甲殻武装怪獣(こうかくぶそうかいじゅう)ガイキルス〕、復活の瞬間だった。


 ガイキルスは隻眼で周囲を睥睨。足元には《巌の頂》から脱出した人々が蟻のように群がっていた。こちらを見上げてくる恐怖と畏怖、憎悪と敵意の視線は、まるで無数の目を持つ怪獣のようにも思えた。

 ガイキルスが人間であったのなら、突き刺さる敵意に恐怖を覚えていただろう。

 しかしガイキルスはふいっと顔を背けた。人々からの恐怖と敵意を向けられながら、蟻の視線など考慮に値しないとばかりに歩を進める。左右に振られる尻尾は、四千年振りに自由を得てご機嫌だと言わんばかりだ。

 人々の負の感情を一身に浴びながら、ガイキルスは悠々と去っていった。



「まさかクレモンテン支部長がそんなことを!」

 生き埋めとなった生存者の救出もようやく終わり、オービットは生き残りの人々に状況を説明していた。

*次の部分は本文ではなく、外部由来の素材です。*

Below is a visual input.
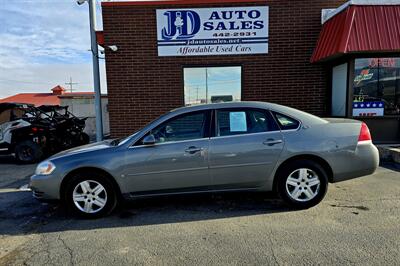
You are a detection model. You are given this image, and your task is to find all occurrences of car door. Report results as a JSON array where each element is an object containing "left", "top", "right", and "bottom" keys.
[
  {"left": 123, "top": 110, "right": 212, "bottom": 195},
  {"left": 209, "top": 108, "right": 284, "bottom": 190}
]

信頼していたクレモンテンの裏切りに衝撃を覚える者、悲憤の涙を流す者、ガイキルスの恐怖から立ち直れない者と反応は様々だ。

 彼ら彼女らから少し離れた場所にゼヒナスとアディシア、それにリーゼリアとミザリィ、四人があった。

「リーゼリアさん、ごめんなさい……」

 自らがゴーストに操られていたと知ったミザリィは、開口一番にリーゼリアへ頭を下げた。膝を折って、地面に額を押しつける。

「私があいつに寄生されなければ、ジョハンスさんを死なせることはなかった!」

「では償って」

 氷水のような言葉が浴びせられ、ミザリィの肩が跳ね上がった。ミザリィの弁護をするべくアディシアが身を乗り出すが、その体をゼヒナスが制止する。

「あなたのせいではない、許すと言うことは簡単よ。そして、きっとそれが正しい。

 だけど、それではあなたが納得しない、私が納得できない! 頭では理解しているのよ。でも、どうしてもどうやっても、心があなたを許させない!

 だからあなたは、二度と私の前に現れないで!」

 一気に言ってリーゼリアは口を結んだ。ミザリィは顔を上げることができず、地面を見つめたまま体を震わせるばかりだ。

「……私への償いをする暇があるのなら、私以外の誰かを助けてちょうだい」

 冷たさに体を震わせるミザリィの背へと、不意に温かい言葉が降ってきた。ミザリィは思わず顔を上げる。

 リーゼリアは大粒の涙をぽろぽろと零して、顔をくしゃくしゃに歪めていた。表情を見られまいとするかのように両手で覆い隠す。

 二人は大丈夫だと一安心して、ゼヒナスはアディシアに顔を向けた。

「……ガイキルスを追っていった変態からの連絡は?」

「まだありません」

「……そうか」

 言って、ゼヒナスは落ち着けていた岩から腰を上げた。歩き出し、アディシアが続く。

 ゼヒナスが辿り着いた先はレザーベイン。ガイキルスの復活に伴って仰向けに倒されたそれの胸部に跳び乗り、操縦室の扉を開ける。

 操縦室の内部を覗いた途端、アディシアの瞳から自然と涙が零れた。操縦席に座っていたのは白骨。古代の戦士は死しても操縦桿を握り、命がつきるその瞬間まで戦い続けようとしていたのだ。

「おそらく、こいつはガイキルスの能力を利用してガイキルス自身を封じたんだ。手違いがあったのか、覚悟の上だったのか、レザーベインも一緒に封じられてしまった」

 自分を犠牲にしてでもガイキルスを封印した気高さに、死を覚悟してなお戦いを捨てようとしない勇猛さに、アディシアは透明な涙を溢れさせていた。

 ゼヒナスは手を伸ばして、白骨の胸元で光っていた胸飾りを摑んだ。ひょいっと放り投げてアディシアに寄こしてくる。

「もらってやれ。そいつも、後輩が受け継いでくれるんなら納得だろう」

 ゼヒナスはその場に大風呂敷を広げると、遺骨を一つ一つ丁寧に移動させ始めた。四千年の長きに渡る孤独な戦いを労うように、そして安らかな眠りを願うように。

 ふとゼヒナスの手が止まった。遺骨の最後の一つ、頭蓋骨を顔の真正面に見据えたまま動かなくなる。なにも訴えてこないはずの眼窩と視線を交わして、ゼヒナスは呟いた。

「分かっているさ。《ザンダ一味》と《財団》、バッハイグとクレモンテンとジョハンス、ユーリテスとレザーベイン、そして大勢の被害者。あいつはやりすぎた。